The boy seemed... unconvinced? Angry? It was hard to tell. His face was contorted in an expression that made her skin prickle with a juvenile kind of desperation; a fear that she'd revealed too much, let slip an awful secret that should've never come to light, and a desire — a longing — for answers, familiarity, anything that would indicate she wasn't alone, wasn't Other.
He said his mother had told him, and for a moment, fear won out. Her paws clenched, crunching against the snow beneath her pads, sending a wavering jolt of fresh pain from the cut on her palm up her leg. He knew from stories. Fairy tales, like you would tell any kid. He wasn't like her. No one was like her. She was just a—
—seer, like you.
Huh?
She lifted her head, eyes wide and growing wider as his closed, his face turned away. I have them too.
Her heart beat might've quickened or stopped entirely, she wasn't sure. There was a buzzing in her mind and body that was decidedly different from the hazy, trembling fit that had overtaken her. I have them too. He was like her. He was like her.
Her jaw worked, opening and closely soundlessly as she searched for the words, any at all, to express in the moment. Elation? Relief? Fear? But then he opened his eyes, leveling her with his gaze as her mouth clicked shut, and threatened to kill her.
The fur along her spine bristled, but not in fear. In defiance. It was a feeling as wholly unfamiliar to her as her "visions" had been, as she mirrored his scowl with such an uncontrolled ease that it was as if something else entirely was piloting her body. It was thrilling, frightening, and she'd managed to bite her tongue mere milliseconds before whatever preternatural force was compelling her could spit I'd like to see you try.
I won't tell if you won't,
she said instead, her scowl softening, though she kept the defiant furrow of her brow. They might've been going through similar shit but she wasn't going to let herself get pushed around by a kid who had never even paid taxes before. Maybe his mother should've told him that.
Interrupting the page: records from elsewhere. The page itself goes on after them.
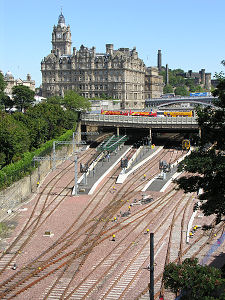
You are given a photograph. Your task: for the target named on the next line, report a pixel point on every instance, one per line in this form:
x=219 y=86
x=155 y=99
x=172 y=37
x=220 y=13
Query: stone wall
x=26 y=188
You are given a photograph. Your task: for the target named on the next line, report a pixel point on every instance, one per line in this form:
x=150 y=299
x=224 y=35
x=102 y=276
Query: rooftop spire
x=61 y=20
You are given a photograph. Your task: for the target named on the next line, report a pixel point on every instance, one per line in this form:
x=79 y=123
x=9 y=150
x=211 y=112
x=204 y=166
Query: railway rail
x=92 y=229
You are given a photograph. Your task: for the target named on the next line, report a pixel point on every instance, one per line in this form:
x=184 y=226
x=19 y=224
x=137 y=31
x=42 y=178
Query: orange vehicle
x=178 y=113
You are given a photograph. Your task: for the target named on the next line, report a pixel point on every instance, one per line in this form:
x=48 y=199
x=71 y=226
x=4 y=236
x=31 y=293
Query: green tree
x=2 y=88
x=194 y=281
x=45 y=122
x=206 y=165
x=181 y=90
x=167 y=89
x=23 y=96
x=7 y=102
x=75 y=102
x=14 y=139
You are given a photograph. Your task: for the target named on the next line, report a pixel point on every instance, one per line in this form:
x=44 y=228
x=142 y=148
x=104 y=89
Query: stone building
x=119 y=74
x=11 y=82
x=200 y=78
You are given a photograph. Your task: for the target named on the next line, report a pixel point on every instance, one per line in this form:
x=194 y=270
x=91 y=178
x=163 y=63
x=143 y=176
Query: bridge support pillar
x=150 y=135
x=200 y=132
x=117 y=131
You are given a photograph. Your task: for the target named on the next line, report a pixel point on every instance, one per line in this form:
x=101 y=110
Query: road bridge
x=156 y=123
x=191 y=101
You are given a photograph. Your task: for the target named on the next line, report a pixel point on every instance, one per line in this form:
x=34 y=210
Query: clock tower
x=61 y=37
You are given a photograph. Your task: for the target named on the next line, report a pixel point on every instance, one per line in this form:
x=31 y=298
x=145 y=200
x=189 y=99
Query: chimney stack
x=159 y=60
x=167 y=74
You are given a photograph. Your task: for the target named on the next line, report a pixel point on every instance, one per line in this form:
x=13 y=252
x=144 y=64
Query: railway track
x=112 y=209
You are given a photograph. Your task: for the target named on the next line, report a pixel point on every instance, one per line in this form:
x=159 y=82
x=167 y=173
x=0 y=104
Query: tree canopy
x=194 y=281
x=206 y=165
x=181 y=90
x=14 y=139
x=23 y=96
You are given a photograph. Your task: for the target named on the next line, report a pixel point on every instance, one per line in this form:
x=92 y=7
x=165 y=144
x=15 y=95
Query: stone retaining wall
x=26 y=187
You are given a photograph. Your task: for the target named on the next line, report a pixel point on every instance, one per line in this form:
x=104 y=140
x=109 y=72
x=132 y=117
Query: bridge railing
x=139 y=119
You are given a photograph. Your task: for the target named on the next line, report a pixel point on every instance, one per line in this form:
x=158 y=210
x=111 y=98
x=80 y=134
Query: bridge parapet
x=139 y=121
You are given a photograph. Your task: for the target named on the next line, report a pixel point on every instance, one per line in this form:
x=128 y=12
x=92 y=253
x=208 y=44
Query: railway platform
x=101 y=169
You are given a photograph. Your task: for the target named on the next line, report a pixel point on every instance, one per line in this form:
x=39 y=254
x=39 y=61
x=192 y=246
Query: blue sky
x=190 y=33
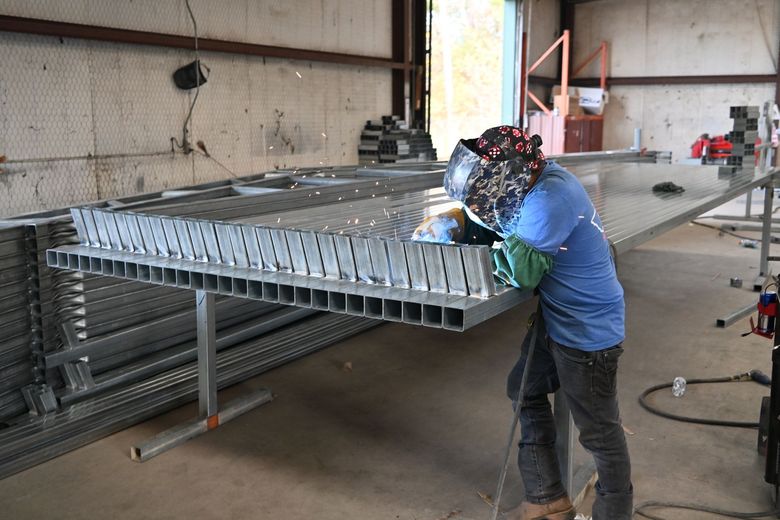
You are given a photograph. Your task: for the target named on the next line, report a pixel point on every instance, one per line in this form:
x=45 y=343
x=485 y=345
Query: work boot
x=560 y=509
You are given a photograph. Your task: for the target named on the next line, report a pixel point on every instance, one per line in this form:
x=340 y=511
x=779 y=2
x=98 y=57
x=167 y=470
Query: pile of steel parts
x=98 y=334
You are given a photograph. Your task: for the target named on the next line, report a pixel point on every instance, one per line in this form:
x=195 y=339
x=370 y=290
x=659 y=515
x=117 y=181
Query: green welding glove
x=518 y=264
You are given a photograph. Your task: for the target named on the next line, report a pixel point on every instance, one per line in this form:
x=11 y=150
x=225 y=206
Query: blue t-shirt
x=582 y=300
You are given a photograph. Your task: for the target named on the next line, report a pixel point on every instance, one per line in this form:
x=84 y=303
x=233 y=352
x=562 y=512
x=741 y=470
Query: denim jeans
x=588 y=381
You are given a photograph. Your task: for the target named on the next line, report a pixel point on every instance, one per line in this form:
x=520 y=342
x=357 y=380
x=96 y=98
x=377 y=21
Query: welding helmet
x=491 y=175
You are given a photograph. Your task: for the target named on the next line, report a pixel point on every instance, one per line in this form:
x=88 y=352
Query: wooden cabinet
x=583 y=134
x=571 y=134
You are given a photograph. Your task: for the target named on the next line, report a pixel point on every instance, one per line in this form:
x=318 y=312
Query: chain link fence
x=86 y=120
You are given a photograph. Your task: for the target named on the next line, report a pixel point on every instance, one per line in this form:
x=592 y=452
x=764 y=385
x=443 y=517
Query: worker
x=551 y=239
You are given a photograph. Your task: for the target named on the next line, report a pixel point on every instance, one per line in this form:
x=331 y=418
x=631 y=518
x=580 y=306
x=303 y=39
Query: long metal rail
x=304 y=266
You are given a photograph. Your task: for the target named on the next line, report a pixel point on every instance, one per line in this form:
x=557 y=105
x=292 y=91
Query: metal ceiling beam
x=115 y=35
x=664 y=80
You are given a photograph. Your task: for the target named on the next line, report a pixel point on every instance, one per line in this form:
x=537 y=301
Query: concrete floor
x=416 y=429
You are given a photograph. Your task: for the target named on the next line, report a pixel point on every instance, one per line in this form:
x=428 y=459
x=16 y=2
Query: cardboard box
x=591 y=100
x=570 y=106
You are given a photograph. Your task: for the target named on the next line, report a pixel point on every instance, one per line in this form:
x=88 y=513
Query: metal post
x=766 y=229
x=207 y=354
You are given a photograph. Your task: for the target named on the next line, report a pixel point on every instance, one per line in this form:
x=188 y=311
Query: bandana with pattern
x=491 y=175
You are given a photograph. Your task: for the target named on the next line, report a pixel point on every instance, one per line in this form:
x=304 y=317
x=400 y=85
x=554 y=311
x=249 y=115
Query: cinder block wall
x=83 y=120
x=673 y=37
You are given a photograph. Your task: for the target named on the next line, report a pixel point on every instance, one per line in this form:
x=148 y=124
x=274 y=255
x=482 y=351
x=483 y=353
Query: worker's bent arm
x=475 y=234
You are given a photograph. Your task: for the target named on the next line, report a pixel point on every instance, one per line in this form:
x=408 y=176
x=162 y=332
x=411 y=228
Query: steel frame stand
x=575 y=480
x=210 y=415
x=766 y=239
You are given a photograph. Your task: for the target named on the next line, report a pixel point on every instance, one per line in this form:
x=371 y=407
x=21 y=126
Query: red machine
x=713 y=150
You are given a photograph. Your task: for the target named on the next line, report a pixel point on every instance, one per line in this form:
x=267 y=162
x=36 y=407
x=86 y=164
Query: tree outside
x=466 y=69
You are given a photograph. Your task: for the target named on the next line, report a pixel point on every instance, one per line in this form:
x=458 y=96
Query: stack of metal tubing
x=84 y=355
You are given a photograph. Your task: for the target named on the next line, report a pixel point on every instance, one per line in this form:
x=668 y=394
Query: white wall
x=673 y=37
x=65 y=102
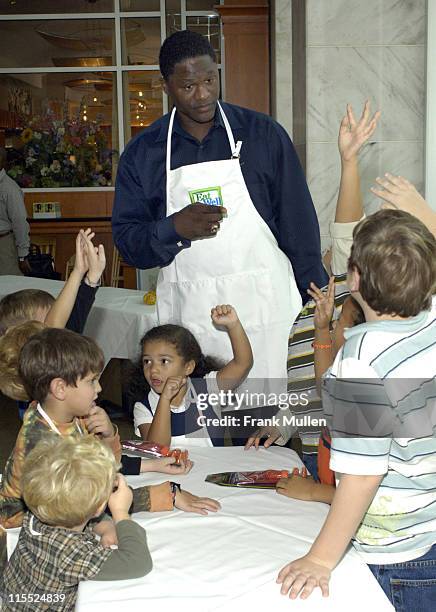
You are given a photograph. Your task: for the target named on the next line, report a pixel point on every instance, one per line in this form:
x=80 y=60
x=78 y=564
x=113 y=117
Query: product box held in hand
x=266 y=479
x=153 y=450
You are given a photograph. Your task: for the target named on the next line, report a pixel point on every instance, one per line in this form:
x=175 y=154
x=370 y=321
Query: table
x=229 y=560
x=117 y=321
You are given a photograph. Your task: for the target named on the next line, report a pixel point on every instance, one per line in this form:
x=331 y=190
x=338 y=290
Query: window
x=80 y=78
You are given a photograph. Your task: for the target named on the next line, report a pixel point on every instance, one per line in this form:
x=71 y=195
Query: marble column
x=358 y=50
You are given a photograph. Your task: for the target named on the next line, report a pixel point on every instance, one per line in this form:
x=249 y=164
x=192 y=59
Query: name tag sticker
x=210 y=195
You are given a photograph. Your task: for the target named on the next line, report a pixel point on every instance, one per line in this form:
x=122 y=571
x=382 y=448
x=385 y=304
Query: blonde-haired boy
x=66 y=483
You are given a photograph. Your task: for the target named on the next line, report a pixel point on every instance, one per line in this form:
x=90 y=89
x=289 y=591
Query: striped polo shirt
x=395 y=361
x=301 y=368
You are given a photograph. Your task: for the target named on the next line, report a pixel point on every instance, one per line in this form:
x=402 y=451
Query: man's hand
x=353 y=134
x=120 y=500
x=302 y=576
x=325 y=304
x=191 y=503
x=166 y=465
x=172 y=386
x=25 y=266
x=98 y=422
x=400 y=193
x=270 y=433
x=198 y=221
x=224 y=315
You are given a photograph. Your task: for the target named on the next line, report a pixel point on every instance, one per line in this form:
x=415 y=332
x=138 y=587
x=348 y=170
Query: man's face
x=194 y=88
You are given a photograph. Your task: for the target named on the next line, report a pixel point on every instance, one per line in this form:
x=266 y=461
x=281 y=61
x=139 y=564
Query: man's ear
x=58 y=388
x=353 y=280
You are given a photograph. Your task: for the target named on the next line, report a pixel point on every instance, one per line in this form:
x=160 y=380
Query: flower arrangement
x=68 y=153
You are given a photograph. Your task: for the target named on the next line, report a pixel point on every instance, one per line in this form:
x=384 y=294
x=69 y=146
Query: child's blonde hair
x=66 y=481
x=10 y=347
x=23 y=306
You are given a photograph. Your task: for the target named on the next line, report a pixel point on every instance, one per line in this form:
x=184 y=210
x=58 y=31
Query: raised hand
x=353 y=134
x=224 y=315
x=198 y=221
x=325 y=303
x=81 y=261
x=95 y=257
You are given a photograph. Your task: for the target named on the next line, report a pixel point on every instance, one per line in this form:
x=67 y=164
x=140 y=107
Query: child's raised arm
x=352 y=136
x=232 y=374
x=60 y=312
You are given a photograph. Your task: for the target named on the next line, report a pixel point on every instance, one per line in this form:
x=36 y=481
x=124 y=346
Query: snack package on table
x=151 y=450
x=266 y=479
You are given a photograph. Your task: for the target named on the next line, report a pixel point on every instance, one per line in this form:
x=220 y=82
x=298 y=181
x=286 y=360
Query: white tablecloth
x=117 y=321
x=230 y=560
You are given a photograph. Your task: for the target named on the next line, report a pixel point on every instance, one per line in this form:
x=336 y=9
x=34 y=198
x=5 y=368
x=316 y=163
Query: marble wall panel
x=373 y=22
x=393 y=78
x=376 y=158
x=283 y=64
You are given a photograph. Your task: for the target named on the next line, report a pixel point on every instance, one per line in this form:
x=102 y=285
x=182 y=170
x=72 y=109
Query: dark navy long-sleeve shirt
x=146 y=238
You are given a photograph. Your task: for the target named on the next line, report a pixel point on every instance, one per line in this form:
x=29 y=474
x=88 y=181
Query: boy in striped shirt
x=385 y=502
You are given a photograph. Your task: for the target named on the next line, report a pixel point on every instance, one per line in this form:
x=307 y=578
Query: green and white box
x=209 y=195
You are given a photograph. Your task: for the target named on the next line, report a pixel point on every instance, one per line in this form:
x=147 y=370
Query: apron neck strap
x=233 y=147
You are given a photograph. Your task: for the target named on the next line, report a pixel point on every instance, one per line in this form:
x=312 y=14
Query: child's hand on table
x=120 y=500
x=270 y=433
x=325 y=303
x=107 y=532
x=192 y=503
x=297 y=486
x=302 y=576
x=166 y=465
x=224 y=315
x=98 y=422
x=172 y=386
x=95 y=257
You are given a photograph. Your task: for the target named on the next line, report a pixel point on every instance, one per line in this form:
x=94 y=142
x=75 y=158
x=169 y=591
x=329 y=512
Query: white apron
x=241 y=265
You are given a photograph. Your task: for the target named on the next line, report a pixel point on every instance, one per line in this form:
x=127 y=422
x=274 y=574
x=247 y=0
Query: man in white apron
x=209 y=255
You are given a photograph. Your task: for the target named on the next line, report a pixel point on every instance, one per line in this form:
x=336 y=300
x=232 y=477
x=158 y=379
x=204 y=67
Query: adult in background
x=14 y=229
x=215 y=196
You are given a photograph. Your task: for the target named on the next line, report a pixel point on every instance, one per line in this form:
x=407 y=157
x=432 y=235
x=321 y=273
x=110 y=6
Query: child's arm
x=322 y=343
x=160 y=428
x=400 y=193
x=232 y=374
x=166 y=465
x=60 y=312
x=306 y=489
x=351 y=500
x=132 y=559
x=352 y=135
x=85 y=298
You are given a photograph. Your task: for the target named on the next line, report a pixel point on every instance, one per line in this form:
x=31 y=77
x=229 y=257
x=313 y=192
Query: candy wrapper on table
x=152 y=450
x=266 y=479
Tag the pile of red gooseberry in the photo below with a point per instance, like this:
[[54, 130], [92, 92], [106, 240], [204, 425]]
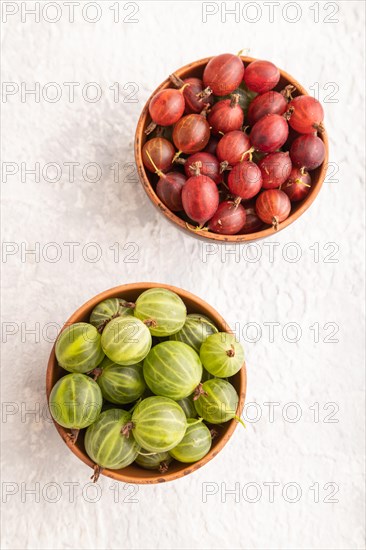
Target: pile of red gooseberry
[[229, 152]]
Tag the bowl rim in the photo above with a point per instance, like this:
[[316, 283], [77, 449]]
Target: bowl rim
[[186, 468], [210, 236]]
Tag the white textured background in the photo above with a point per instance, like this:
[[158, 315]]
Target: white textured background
[[37, 291]]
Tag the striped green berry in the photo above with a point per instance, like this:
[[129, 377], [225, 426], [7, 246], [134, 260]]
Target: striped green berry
[[195, 331], [105, 443], [153, 461], [108, 309], [75, 401], [78, 348], [216, 401], [222, 355], [188, 407], [121, 384], [126, 340], [158, 424], [195, 444], [172, 369], [162, 310]]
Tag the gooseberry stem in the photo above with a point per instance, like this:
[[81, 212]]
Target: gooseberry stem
[[287, 115], [163, 467], [319, 127], [231, 352], [196, 168], [96, 373], [184, 86], [73, 435], [238, 419], [130, 305], [135, 405], [249, 152], [127, 429], [234, 100], [197, 228], [150, 128], [176, 156], [275, 222], [198, 392], [157, 171], [204, 94], [198, 421], [102, 326], [298, 181], [288, 91], [224, 165], [150, 323], [176, 80], [97, 471]]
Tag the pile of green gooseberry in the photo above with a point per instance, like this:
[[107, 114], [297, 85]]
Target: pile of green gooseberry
[[148, 382]]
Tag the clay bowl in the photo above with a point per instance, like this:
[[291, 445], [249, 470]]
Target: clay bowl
[[133, 473], [149, 180]]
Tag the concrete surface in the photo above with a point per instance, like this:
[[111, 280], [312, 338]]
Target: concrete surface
[[318, 380]]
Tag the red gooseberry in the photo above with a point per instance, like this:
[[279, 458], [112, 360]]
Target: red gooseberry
[[265, 104], [261, 76], [269, 133], [161, 151], [167, 106], [169, 190], [245, 180], [223, 73], [298, 185], [191, 134], [273, 206], [252, 222], [228, 219], [232, 148], [204, 164], [212, 144], [306, 114], [200, 198], [307, 151], [226, 115], [275, 169], [196, 97]]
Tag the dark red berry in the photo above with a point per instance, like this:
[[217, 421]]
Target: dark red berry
[[298, 186], [204, 164], [270, 103], [245, 180], [307, 151], [226, 116], [306, 114], [269, 133], [228, 219], [261, 76], [273, 207], [275, 169], [200, 198], [223, 73]]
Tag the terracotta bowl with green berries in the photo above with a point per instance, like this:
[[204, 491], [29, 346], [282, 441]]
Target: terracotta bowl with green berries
[[146, 383]]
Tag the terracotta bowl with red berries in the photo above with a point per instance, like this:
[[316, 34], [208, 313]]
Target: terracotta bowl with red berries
[[231, 148]]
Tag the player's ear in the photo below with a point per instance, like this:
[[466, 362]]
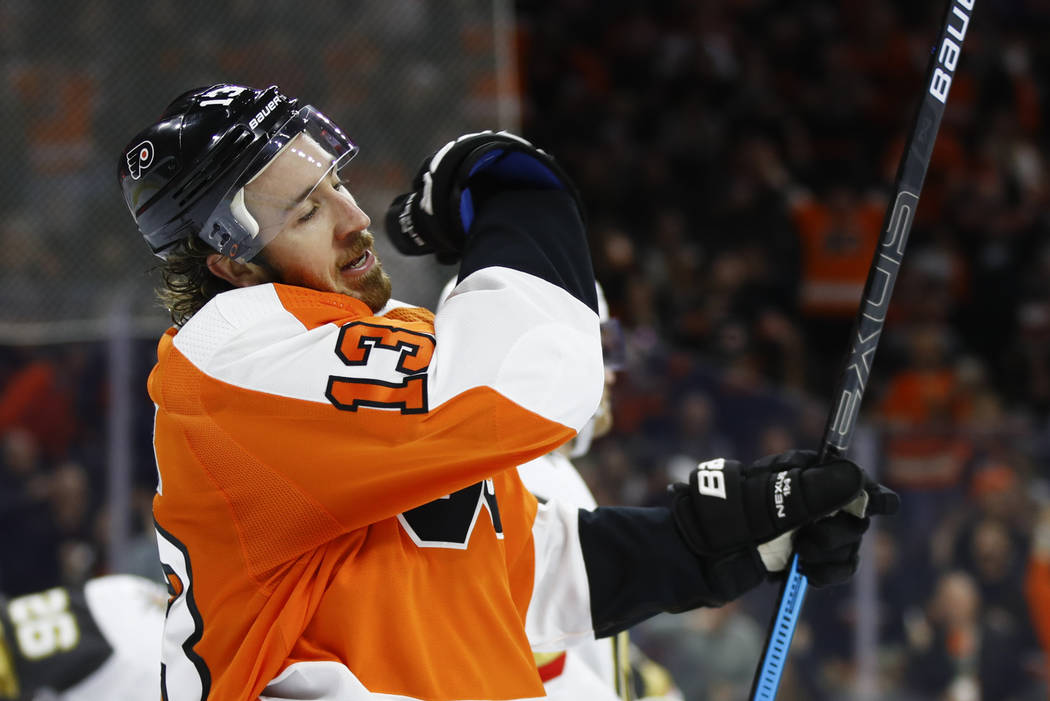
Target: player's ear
[[237, 274]]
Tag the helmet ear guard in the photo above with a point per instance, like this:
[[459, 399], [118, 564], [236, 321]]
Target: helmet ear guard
[[185, 175]]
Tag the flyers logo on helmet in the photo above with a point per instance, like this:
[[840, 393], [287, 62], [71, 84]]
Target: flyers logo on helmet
[[140, 158]]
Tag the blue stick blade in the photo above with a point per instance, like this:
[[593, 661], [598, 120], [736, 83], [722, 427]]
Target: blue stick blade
[[783, 630]]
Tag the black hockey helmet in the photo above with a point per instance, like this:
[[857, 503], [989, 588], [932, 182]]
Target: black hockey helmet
[[185, 174]]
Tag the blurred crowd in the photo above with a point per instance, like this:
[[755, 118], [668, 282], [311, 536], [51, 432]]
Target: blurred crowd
[[735, 157]]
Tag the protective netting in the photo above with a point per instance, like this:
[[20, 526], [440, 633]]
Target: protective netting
[[81, 78]]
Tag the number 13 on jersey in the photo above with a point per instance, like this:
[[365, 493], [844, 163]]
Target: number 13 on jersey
[[362, 345]]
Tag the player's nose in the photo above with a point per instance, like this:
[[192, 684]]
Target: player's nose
[[352, 218]]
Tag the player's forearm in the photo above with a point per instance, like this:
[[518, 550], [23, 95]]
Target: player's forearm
[[638, 566]]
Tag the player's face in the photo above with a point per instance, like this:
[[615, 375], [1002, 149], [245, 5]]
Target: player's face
[[321, 239]]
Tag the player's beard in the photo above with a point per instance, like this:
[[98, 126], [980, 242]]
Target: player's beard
[[373, 289]]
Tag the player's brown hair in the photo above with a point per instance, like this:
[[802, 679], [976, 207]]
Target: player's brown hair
[[188, 283]]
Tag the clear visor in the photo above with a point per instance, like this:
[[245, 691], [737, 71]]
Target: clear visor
[[311, 149]]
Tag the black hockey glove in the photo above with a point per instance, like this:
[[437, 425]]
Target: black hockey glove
[[453, 183], [729, 507]]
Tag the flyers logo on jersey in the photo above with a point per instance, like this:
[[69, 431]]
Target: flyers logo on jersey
[[140, 158], [358, 345]]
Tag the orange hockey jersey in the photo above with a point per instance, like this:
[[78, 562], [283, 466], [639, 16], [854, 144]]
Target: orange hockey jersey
[[335, 511]]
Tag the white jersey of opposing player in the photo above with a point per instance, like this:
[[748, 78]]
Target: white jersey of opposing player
[[590, 668], [129, 612], [102, 642]]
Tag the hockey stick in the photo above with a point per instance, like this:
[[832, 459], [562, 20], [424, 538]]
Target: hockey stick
[[870, 317]]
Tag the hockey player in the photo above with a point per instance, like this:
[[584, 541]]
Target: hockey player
[[601, 670], [336, 511], [97, 642]]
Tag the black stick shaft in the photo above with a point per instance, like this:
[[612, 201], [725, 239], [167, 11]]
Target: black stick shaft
[[872, 316]]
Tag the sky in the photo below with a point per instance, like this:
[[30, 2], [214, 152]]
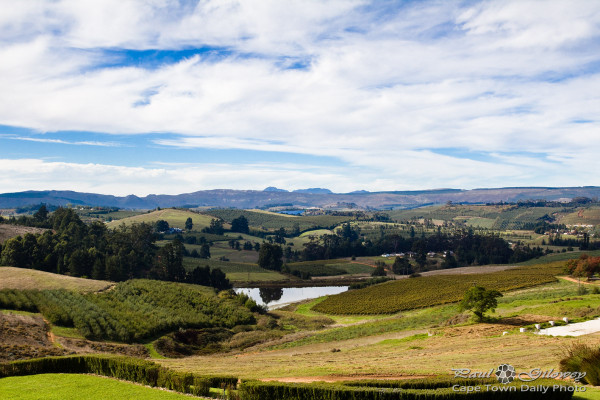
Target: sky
[[166, 97]]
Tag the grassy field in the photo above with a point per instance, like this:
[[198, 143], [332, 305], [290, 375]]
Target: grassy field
[[8, 231], [588, 216], [236, 272], [272, 221], [22, 278], [175, 218], [316, 232], [406, 294], [78, 387]]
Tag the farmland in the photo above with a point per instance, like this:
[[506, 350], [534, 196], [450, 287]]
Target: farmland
[[175, 217], [272, 221], [21, 278], [78, 387], [132, 310], [406, 294]]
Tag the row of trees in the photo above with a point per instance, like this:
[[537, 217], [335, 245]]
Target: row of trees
[[77, 249]]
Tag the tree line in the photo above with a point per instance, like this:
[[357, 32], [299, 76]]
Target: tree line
[[93, 251]]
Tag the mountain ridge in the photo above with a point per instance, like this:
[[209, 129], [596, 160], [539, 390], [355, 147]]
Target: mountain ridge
[[230, 198]]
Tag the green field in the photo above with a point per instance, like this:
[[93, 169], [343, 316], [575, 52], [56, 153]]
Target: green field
[[407, 294], [22, 278], [272, 221], [133, 310], [236, 272], [78, 387], [176, 219]]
She stood, finally, picking herself up only a little shakily from the blood-splattered snow. She wrinkled her nose at it. The adults had yet to show. Maybe she could... clean up a little bit? Make it look just a little less like a crime scene and pretend she was perfectly fine. It had just been a false alarm, she'd only felt a little faint, is all. She kicked a fresh hunk of snow over the crimson mess and glanced a little tentatively back toward Sverke. What... do you see?